A closer look at the decision reveals that such concerns are not justified: under Swiss law, res judicata requires an identity of the parties in the previous and the subsequent proceedings. This is a well established principle in other legal orders. Here, the 2004 judgment and the CAS arbitration were between different parties, but still had res judicata effect only because of the particularities of Swiss Association Law. Therefore, the decision should not be interpreted to open the door to the doctrine of "issue estoppel" known in the United States, under which, in certain circumstances, third parties may be precluded from re-litigating issues of fact and law that have been actually determined in the prior litigation. Rather, it is the consequence of a singular situation.
One might question whether the Supreme Court sufficiently appreciated that there was a singular issue of the erga omnes effect of a previous court decision rather an issue of res judicata and whether there might not have been a way to come to the same result by relying on the former principle only. As the case now stands, the principle of res judicata has been given a broader meaning than it has under Swiss law, more particularly, by extending to other parties. Also, the holding's implicit contradiction of Article 186(1)bis PILA, which intentionally accepted the risk and result of contradicting results in order to protect the smooth functioning of arbitrations with their seat in Switzerland, was not commented on by the Supreme Court but is nevertheless questionable.

Anticipated developments in 2011

New Rules on domestic arbitration

As previously reported in Legal update, Switzerland: anticipated developments of 2010, on 1 January 2011, the new domestic arbitration regime for Switzerland entered into force. It is now codified in Chapter 3 of the Swiss Code of Civil Procedure. The new law contains numerous novelties that are also relevant from the perspective of international arbitration, and it will be interesting to follow how domestic arbitral tribunals and state courts apply the revised rules on domestic arbitration.

Revised Swiss Rules

In 2004, seven Chambers of Commerce and Industry in Switzerland harmonised their rules of arbitration for the resolution of international commercial disputes. The resulting Swiss Rules of International Arbitration (Swiss Rules) have been a marked success, featuring a steady growth in caseload, adoption by non-Swiss users, and influence on institutional rules as well as on the revised UNCITRAL Arbitration Rules, which entered into force on 15 August 2010. While based on the UNCITRAL Arbitration Rules, the Swiss Rules were adapted to institutional arbitration and to reflect modern practice and comparative law in the field of international arbitration. For example, among other things, the Swiss Rules include very progressive provisions on consolidation and joinder. A working group has been formed to consider revisions to the Swiss Rules, and it is expected that a set of revised rules will be provided by the second half of 2011. The revision was triggered by the revised 2010 UNCITRAL Arbitration Rules, which are expected to influence the revised Swiss Rules.

Revised ICC Rules

While not particular to Switzerland, Swiss arbitration will be affected by the entry into force of the revised ICC Rules of Arbitration (see Article, France: round up 2010/2011).

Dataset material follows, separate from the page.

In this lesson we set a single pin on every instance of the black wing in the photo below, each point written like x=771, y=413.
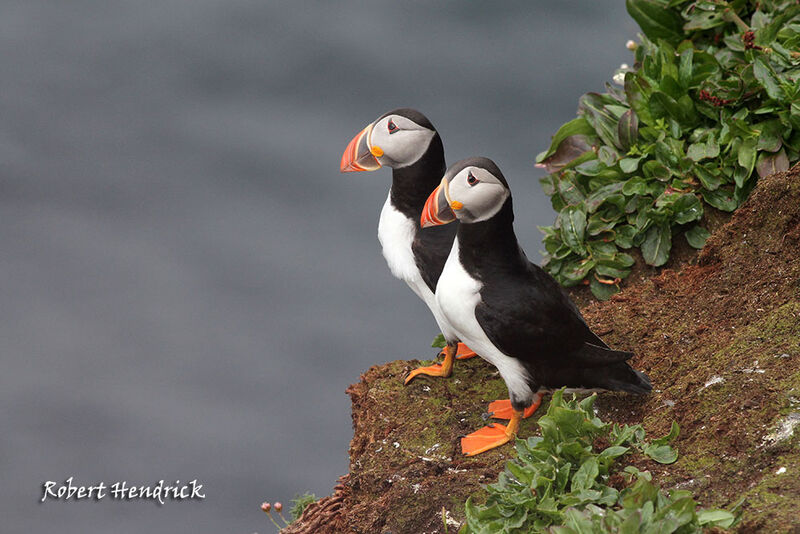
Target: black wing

According to the ICC's statistical report for 2009 (contained in ICC Bulletin Volume 21, No. 1, 2010), Switzerland is the most frequently chosen seat for ICC arbitrations (119), ahead of Paris and London. If adopted by the ICC Arbitration Commission, the revised ICC Arbitration Rules should be finalised after the next meeting of the ICC Arbitration Commission, which will take place on 7 and 8 March 2011 in Paris. They are expected to enter in to force in July 2011.